Brother Placidus, O.S.F., (17 April 1948 – 22 January 1997) was an Irish Catholic Franciscan Religious Brother and missionary who was shot to death at the mission school he headed in the Rift Valley Province, Kenya, in January 1997 by the local police chief.

==Early life==
He was born Larry Timmons in Delvin, County Westmeath, Ireland. As a young man he became a member of the Franciscan Brothers of Ireland at Clara, County Offaly. Upon entering the novitiate of that religious institute he took the name Placidus. As well as being furnished with a theological education, he held a degree from the National University of Ireland at Galway.

==Missionary==
In 1982, Timmons went to Kenya on missionary work, and helped oversee the construction of churches and schools in the Diocese of Nakuru. He was a highly respected schoolteacher, and worked for many years to obtain better political rights for his students and parishioners. Shortly before his death, Timmons protested the government's apparent practice of issuing new voting cards preferentially in areas that supported President Daniel arap Moi of the Kenya African National Union.
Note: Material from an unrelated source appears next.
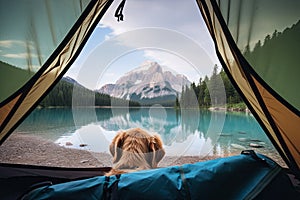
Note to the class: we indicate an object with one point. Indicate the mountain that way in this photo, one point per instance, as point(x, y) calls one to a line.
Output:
point(146, 84)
In the early morning of 22 January 1997, approximately 15 armed burglars raided the secondary school at Lare headed by Timmons, the latest in a series of violent and deadly raids that month on Franciscan establishments. Despite poor rural communication, local police arrived quickly; one of them, Francis Kimanzi Mbaya, was a man whom Timmons had accused of corruption. Mbaya fired repeatedly at Timmons, killing him instantly. The burglars were never found or arrested, and the police maintained that Timmons was shot accidentally.

The Nakuru Diocese claimed in the local newspaper that the police had arranged the raid themselves in order to silence Timmons after a confrontation with local officials over bribery and voting discrimination. The diocese administrator accused the authorities of not giving enough attention to the circumstances of the death or evidence that pointed toward a conspiracy. Mbaya was charged in the incident, but his trial was halted amid requests by Ireland and the European Union for further investigation.

The government's investigation ended in December 2000. It found that Mbaya had a chance to recognize Timmons, had not asked Timmons to surrender before firing, and had continued firing after Timmons dropped to the ground and pleaded with him to stop. It further criticized the local police for failing to investigate the incident and releasing suspects improperly. Mbaya was convicted of manslaughter in July 2004. He was sentenced to ten years in prison.

==Legacy==
Timmons was buried in his native country on the grounds of the Franciscan monastery at Clara, County Offaly. In 2000, a memorial plaque was also erected at the Church of the Assumption in his home town of Delvin.